White spirit - Shoof / Ensemble Al Nabolsy / Derviches Tourneurs de Damas



L'ensemble Al Nabolsy, accompagnés de trois derviches tourneurs de Damas et du graffeur Shoof se sont produits la semaine dernière au Lieu Unique à Nantes.





Spectacle rare de représentants d'une tradition millénaire du soufisme.
Il y est question d'accéder au divin par la transe. La fascinante performance des danseurs est portée par les chants de l'ensemble Al Nabolsy. Le taggeur Shoof, pendant ce temps, traduit graphiquement les volutes du chant et de la danse. Elle ne se dévoile que progressivement par l'utilisation de la lumière noire. Le spectacle total étreint progressivement les témoins que nous sommes. Le chant lancinant s'insinue dans les corps ; les trilles visuelles et les spirales sonores emportent l'esprit et l'âme dans une torpeur unique.

S'il est peu probable d'être soi-même, en tant que spectateur, invité dans la transe, le pacte du spectacle permet d'approcher ou, à tout le moins, d'imaginer les états altérés de conscience. L'œuvre d'art, ici le spectacle total, induit des états de perception originaux et spécifiques. Ils transforment le spectateur par la liturgie du spectacle.
Le contrat du spectacle qui lie artiste et public est de dissimuler, par la fusion entre les officiants et les spectateurs, la frontière sacrée qui les sépare. La représentation crée un univers partagé, tant physique que psychique à la fois. C'est le lieu de l'Art. Un espace qui n'existe que par l'engagement de tous, artistes et spectateurs. Une communauté éphémère et éternellement renouvelée.

À ce moment là certains rompent le cercle magique de l’envoûtement.
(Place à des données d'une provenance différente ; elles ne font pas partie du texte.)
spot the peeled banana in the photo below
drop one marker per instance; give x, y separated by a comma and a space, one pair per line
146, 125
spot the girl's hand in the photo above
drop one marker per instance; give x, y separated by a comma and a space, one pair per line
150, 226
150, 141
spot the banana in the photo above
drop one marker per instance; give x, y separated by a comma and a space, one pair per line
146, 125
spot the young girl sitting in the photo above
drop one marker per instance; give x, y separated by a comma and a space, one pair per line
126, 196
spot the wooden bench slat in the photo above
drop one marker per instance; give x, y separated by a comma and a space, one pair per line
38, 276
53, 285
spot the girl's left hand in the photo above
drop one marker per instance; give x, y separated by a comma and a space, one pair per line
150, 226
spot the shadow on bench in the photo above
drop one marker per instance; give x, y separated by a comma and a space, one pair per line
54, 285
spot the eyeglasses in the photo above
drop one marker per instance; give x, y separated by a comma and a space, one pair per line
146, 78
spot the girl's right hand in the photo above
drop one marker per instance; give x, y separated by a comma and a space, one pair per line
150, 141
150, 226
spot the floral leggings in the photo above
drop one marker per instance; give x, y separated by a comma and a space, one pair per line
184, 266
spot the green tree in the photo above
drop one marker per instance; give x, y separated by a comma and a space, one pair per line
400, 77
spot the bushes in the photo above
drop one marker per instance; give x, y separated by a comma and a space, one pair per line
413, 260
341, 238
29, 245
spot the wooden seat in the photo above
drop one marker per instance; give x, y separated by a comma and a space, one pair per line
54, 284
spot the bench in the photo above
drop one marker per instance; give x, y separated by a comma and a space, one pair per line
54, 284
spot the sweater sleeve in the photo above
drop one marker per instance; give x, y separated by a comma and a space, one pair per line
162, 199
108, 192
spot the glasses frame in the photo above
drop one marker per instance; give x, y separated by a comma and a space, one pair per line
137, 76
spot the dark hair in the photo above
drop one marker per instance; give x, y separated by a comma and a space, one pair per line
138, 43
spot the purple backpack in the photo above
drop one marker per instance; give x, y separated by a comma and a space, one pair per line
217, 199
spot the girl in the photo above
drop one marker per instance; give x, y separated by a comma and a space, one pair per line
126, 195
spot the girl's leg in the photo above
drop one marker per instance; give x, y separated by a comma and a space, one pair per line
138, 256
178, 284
Aussi ahurissant que cela puisse paraître, des spectateurs songent alors à sortir leur portable pour faire des photos ou, pire, prendre de courtes vidéos d'un spectacle qui trouve son unité dans son aura, dans le fait de se dérouler ici et maintenant.
Le secret de la transe réside dans la dilution de ce qui nous sépare tous, le spectateur y concoure par son ravissement. Prendre une vidéo, c'est mettre à bas tout le dispositif spectaculaire, c'est littéralement mettre un écran entre soi et ce qui arrive, c'est s'extirper, se sortir de la matrice du rêve, c'est, tout d'un coup, être ébloui par la luminescence de l'écran, sentir son poids sur le fauteuil un peu trop petit, être à nouveau ici et non plus .
Ce qui se joue c'est la négation du spectacle lui-même.
À l'ère de la reproductibilité infinie de l'œuvre d'art dans des univers numériques, qu'importe l'enregistrement partiel de fractions d’œuvres sur des clouds que personne n'ira revisiter, quel intérêt d'alimenter des fils numériques que personne n'ira exhumer ? S'agissait-il de prouver que l'on était ? Alors que justement on n'a jamais été moins présent à ce qui se jouait que caché derrière son écran.
Walter Benjamin analysait la disparition de l'aura de l’œuvre par la dilution de son authenticité. Il n'imaginait probablement pas son anéantissement par de minuscules écrans numériques qui verrouillent les âmes.